The heterogeneity of wooded-agricultural landscape mosaics influences woodland bird community assemblages

Context Landscape heterogeneity (the composition and configuration of different landcover types) plays a key role in shaping woodland bird assemblages in wooded-agricultural mosaics. Understanding how species respond to landscape factors could contribute to preventing further decline of woodland bird populations. Objective To investigate how woodland birds with different species traits respond to landscape heterogeneity, and to identify whether specific landcover types are important for maintaining diverse populations in wooded-agricultural environments. Methods Birds were sampled from woodlands in 58 2 x 2 km tetrads across southern Britain. Landscape heterogeneity was quantified for each tetrad.
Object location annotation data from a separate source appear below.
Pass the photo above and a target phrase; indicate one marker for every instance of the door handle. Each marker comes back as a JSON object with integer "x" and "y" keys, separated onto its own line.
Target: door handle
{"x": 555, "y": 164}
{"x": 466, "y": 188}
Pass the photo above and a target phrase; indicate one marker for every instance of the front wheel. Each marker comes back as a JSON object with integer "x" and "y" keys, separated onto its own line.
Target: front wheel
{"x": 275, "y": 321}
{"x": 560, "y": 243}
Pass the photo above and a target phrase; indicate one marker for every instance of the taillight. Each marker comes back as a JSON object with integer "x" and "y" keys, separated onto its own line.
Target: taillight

Bird assemblage response was determined using redundancy analysis combined with variation partitioning and response trait analyses. Results For woodland bird assemblages, the independent explanatory importance of landscape composition and landscape configuration variables were closely interrelated. When considered simultaneously during variation partitioning, the community response was better represented by compositional variables. Different species responded to different landscape features and this could be explained by traits relating to woodland association, foraging strata and nest location. Ubiquitous, generalist species, many of which were hole-nesters or ground foragers, correlated positively with urban landcover while specialists of broadleaved woodland avoided landscapes containing urban areas. Species typical of coniferous woodland correlated with large conifer plantations. Conclusions At the 2 x 2 km scale, there was evidence that the availability of resources provided by proximate landcover types was highly important for shaping woodland bird assemblages. Further research to disentangle the effects of composition and configuration at different spatial scales is advocated.